Joaquín Salvador Lavado, who recently celebrated 60 years of his cartoonist career, was received by the French public as a hero worthy of his Paris tribute. The creator of Mafalda — who has turned into an iconic image of this edition of the Paris Book Fair — was also decorated by the France’s ambassador in Argentina, Jean-Michel Casa, with the illustrious Legion of Honour.
“When I was a kid, I would read that someone had received the Legion of Honour and I would feel such envy,” the 81-year old cartoonist, who was accompanied to Paris by his wife Alicia and his Argentine editors Kuki Miler and Daniel Divinsky, told his eager audience on Saturday. “I would say to myself: maybe, if I behave well enough, I’ll get it someday. I’m more excited than I could say.”
Warmly welcomed at the Paris Book Fair, Quino was repeatedly applauded while he talked to fans, many of whom had to remain standing in the Grande Scène, the fair’s largest meeting space.

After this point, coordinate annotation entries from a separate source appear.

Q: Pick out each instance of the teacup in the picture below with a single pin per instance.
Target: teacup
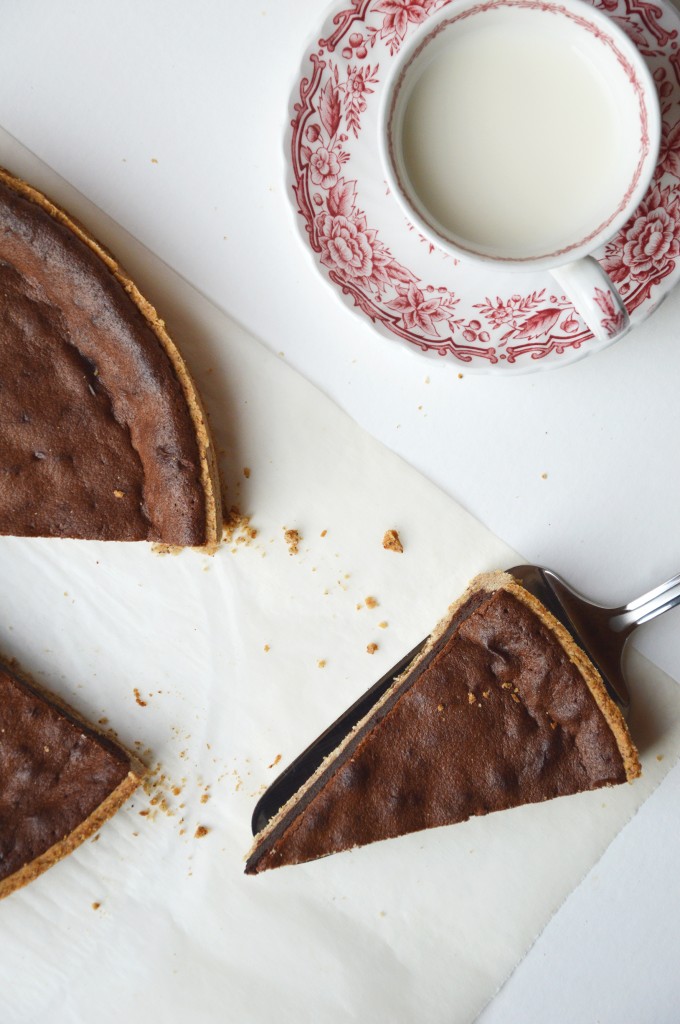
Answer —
(523, 134)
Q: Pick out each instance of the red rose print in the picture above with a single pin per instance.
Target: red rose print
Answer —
(650, 241)
(398, 14)
(325, 168)
(344, 247)
(421, 311)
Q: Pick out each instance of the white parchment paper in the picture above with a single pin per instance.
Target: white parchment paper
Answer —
(211, 669)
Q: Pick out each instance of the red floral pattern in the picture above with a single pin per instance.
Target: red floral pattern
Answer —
(340, 86)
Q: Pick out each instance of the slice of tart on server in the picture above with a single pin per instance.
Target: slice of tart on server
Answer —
(501, 708)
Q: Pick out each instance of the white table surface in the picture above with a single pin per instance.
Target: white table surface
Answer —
(170, 116)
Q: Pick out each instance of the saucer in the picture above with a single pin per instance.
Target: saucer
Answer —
(382, 267)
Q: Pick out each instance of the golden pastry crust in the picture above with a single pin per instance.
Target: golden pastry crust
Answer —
(90, 825)
(209, 472)
(99, 815)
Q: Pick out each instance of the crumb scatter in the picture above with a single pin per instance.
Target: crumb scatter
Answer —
(292, 538)
(392, 542)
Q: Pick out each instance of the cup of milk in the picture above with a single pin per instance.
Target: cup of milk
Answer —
(522, 134)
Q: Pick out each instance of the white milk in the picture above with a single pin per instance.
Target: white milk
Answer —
(512, 138)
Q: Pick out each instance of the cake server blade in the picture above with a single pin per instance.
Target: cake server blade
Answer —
(601, 632)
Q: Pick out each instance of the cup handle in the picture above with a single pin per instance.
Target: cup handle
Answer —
(595, 297)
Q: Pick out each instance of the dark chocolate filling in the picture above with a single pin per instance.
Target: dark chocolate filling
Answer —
(54, 772)
(496, 716)
(96, 439)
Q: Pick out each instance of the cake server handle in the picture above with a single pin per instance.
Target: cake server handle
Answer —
(646, 607)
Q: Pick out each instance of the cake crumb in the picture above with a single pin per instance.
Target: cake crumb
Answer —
(292, 538)
(166, 549)
(392, 542)
(238, 525)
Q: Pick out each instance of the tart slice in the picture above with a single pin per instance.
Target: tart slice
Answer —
(102, 434)
(59, 780)
(501, 708)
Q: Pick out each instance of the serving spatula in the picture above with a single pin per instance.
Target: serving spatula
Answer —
(601, 632)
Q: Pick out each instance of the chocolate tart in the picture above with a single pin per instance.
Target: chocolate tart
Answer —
(102, 433)
(59, 780)
(500, 708)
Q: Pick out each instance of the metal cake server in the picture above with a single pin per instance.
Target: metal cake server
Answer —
(600, 631)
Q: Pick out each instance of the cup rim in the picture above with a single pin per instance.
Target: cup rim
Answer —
(642, 81)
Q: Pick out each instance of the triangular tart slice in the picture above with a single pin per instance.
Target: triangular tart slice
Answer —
(59, 780)
(501, 708)
(102, 433)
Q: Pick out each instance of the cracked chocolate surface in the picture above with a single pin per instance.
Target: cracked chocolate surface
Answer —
(95, 437)
(54, 772)
(495, 717)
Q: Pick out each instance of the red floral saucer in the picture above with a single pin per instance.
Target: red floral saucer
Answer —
(407, 287)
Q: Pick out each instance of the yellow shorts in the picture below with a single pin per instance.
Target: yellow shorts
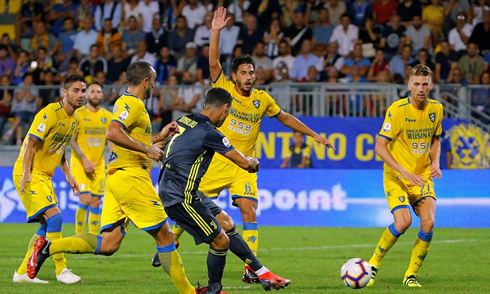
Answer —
(400, 192)
(89, 183)
(220, 175)
(130, 196)
(38, 195)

The gathering was hosted by ActuaBD’s editor Didier Pasarmonik and French cartoonist Zep — the creator of the popular comic series Titeuf. “Can anyone become a cartoonist?” Didier asked and Quino replied: “No, you’ve got to have something, I don’t know what but you’ve got to have it. When I started publishing and I needed to know what humour was, I would read Freud, but then I realized that if you’re steering a boat, you’re not asking yourself what the sea looks like every single day, you just ride the waves. There’s a certain compulsion for knowing what humour is but not what anguish is,” Quino said.
When asked about his formula for success with his little cartoon-superstar, Quino said the “audience has to explore the Mafalda phenomenon throughout the world.” The popular cartoonist said his work sells “especially in Latin-American countries, in Spain, in Portugal, while the rest of Europe ignores it completely. As the meeting’s host insisted in knowing what is Mafalda’s Argentine core, Quino replied tersely in French: “Moi.”

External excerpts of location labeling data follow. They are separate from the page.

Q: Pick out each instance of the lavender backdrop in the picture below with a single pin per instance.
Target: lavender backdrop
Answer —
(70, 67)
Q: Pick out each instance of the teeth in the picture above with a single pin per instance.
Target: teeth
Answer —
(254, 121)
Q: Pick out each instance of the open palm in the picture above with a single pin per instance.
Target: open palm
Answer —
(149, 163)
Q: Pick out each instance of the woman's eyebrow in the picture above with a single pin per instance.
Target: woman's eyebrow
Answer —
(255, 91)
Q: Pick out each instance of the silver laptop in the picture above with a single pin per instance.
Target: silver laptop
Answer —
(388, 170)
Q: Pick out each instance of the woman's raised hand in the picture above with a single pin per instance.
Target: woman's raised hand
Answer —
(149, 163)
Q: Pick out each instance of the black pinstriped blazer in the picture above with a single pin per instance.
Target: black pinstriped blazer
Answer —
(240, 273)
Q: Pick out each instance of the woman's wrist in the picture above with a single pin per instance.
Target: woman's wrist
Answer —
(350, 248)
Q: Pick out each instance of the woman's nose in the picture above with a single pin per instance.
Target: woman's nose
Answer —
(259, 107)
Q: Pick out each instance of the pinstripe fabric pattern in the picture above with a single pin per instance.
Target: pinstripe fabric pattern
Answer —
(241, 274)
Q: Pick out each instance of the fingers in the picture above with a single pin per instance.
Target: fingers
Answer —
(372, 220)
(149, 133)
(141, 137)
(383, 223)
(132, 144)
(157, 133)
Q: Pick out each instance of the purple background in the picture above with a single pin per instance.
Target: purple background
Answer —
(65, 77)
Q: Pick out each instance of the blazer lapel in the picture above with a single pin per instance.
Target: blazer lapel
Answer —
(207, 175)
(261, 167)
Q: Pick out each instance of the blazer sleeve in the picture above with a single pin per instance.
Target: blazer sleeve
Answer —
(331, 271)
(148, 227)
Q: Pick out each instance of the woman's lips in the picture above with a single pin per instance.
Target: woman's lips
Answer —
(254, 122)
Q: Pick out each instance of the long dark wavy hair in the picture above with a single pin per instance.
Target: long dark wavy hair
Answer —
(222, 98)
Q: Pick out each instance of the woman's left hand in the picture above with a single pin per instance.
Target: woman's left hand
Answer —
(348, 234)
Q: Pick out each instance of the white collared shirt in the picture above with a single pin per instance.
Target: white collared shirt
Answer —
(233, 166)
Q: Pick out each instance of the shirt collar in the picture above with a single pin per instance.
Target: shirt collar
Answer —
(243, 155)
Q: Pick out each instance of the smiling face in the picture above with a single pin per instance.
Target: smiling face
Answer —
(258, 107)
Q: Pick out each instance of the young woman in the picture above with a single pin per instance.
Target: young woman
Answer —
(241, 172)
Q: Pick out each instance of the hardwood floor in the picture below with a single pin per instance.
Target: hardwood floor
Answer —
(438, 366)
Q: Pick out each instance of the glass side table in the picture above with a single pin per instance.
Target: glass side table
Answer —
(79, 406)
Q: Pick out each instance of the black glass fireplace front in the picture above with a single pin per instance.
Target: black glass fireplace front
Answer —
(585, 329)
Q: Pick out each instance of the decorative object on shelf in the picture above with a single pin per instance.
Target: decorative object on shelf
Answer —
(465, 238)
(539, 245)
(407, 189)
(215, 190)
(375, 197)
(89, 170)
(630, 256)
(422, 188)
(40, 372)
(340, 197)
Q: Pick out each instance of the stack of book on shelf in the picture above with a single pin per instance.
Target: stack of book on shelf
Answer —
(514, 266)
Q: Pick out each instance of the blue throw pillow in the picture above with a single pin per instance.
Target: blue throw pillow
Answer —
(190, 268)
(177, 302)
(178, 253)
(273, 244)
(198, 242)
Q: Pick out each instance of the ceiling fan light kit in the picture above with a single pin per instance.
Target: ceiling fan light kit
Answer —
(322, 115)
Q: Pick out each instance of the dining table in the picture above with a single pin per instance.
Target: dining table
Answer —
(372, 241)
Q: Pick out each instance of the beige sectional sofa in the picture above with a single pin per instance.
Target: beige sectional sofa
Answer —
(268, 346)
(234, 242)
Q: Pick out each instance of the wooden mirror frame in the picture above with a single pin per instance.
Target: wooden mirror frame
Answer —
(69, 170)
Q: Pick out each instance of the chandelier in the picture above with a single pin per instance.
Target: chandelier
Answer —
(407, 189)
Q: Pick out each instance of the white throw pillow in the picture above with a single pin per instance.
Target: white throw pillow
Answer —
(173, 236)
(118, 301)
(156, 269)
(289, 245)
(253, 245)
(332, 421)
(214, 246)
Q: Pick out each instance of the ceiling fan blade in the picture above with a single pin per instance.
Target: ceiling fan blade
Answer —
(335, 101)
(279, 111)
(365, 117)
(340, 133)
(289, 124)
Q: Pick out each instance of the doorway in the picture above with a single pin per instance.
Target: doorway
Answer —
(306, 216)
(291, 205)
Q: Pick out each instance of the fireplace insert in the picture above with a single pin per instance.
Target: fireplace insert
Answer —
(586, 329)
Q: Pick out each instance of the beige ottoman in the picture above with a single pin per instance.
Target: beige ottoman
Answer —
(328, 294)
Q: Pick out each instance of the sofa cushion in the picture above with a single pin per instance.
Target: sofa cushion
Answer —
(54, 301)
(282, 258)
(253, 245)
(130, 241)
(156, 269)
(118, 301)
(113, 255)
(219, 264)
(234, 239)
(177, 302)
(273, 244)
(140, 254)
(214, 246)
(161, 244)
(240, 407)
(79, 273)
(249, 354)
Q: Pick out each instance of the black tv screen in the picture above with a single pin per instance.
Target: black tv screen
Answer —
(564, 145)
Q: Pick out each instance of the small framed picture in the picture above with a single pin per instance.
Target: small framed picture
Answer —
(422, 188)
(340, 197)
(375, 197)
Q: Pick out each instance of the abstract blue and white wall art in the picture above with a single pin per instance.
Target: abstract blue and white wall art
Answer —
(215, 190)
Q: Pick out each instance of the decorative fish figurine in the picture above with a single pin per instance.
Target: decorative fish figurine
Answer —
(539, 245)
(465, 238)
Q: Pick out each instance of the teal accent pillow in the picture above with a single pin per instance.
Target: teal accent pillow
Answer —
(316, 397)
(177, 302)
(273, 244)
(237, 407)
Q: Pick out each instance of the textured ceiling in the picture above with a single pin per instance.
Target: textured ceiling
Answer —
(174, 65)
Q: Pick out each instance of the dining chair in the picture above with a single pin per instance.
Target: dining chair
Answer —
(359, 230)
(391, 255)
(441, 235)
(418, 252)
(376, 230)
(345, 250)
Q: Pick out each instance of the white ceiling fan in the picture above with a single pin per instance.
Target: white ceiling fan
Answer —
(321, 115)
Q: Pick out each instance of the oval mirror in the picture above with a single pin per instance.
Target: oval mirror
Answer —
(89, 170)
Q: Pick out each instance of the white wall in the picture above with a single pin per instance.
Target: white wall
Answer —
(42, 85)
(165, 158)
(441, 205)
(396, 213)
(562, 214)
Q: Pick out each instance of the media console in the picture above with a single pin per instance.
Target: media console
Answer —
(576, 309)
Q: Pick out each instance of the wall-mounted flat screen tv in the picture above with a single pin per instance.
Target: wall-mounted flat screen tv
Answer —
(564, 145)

The comic strips featuring Mafalda were published between 1964 and 1973, when Quino said he had to stop because “at the time there were death squads drawing blood and Mafalda couldn’t speak about that, so I avoided speaking about that as well. I should have left Argentina but life in exile is always such a trial.”

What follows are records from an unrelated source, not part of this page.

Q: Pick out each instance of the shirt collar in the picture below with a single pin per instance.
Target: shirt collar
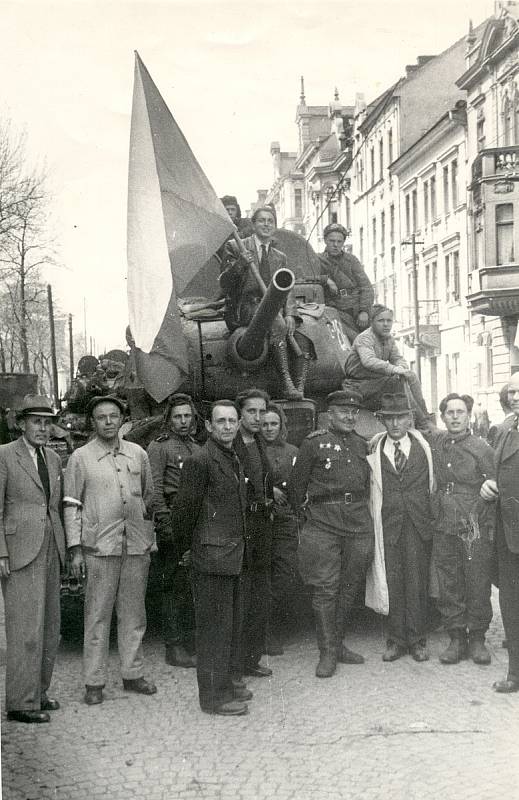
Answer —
(102, 450)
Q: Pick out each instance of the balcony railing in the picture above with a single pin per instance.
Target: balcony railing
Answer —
(496, 162)
(494, 290)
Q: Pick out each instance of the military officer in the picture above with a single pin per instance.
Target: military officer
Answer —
(463, 546)
(167, 455)
(336, 540)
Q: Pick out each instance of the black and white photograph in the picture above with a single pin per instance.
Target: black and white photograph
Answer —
(259, 400)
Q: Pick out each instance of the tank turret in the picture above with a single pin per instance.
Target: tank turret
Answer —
(248, 347)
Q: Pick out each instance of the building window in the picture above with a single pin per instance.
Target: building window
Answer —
(506, 117)
(454, 183)
(505, 233)
(446, 190)
(480, 133)
(408, 214)
(452, 278)
(298, 202)
(426, 203)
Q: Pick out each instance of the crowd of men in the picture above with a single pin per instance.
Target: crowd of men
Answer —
(240, 519)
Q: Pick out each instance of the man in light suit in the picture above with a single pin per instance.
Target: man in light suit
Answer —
(243, 294)
(32, 545)
(505, 489)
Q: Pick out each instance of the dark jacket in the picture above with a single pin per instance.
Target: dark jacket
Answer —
(507, 476)
(406, 495)
(210, 510)
(242, 453)
(242, 293)
(355, 289)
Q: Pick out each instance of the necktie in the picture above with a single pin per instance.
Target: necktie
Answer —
(264, 265)
(43, 473)
(400, 459)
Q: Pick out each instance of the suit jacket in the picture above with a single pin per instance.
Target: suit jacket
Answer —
(507, 474)
(406, 494)
(23, 506)
(241, 289)
(209, 512)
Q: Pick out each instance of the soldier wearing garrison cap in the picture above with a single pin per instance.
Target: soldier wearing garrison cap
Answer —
(167, 455)
(336, 540)
(346, 286)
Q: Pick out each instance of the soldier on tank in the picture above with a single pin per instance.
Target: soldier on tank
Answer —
(336, 540)
(346, 286)
(243, 294)
(375, 366)
(463, 544)
(167, 455)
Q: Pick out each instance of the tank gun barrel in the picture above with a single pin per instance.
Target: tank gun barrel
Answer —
(251, 343)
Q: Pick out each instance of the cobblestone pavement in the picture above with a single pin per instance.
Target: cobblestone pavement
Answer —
(378, 731)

“I never wondered how Mafalda would be like at 50. She’s a comic strip character, not a real person,” Quino said after being repeatedly asked about Mafalda’s life. However, there was a question that spurred Quino into replying dryly: to “What would Mafalda’s main concern be in 2014?” the cartoonist immediately retorted: “Human stupidity.”
In his discusión with the French audience, Quino described himself as “anticlerical,” declared his undying love for the Cuban Revolution and even confessed drawing inspiration from the Old Testament for some of his works. “It includes everything: corruption, death, love, every single human attitude is featured there,” Quino told his audience.
Talking about crossing the 60-year mark as a professional cartoonist, Quino was requested to sum up his career. With the same humour-infused humility, the cartoonist replied: “I wanted to be Picasso. I’m happy with Mafalda as a result, but it’s not such a big deal after all.”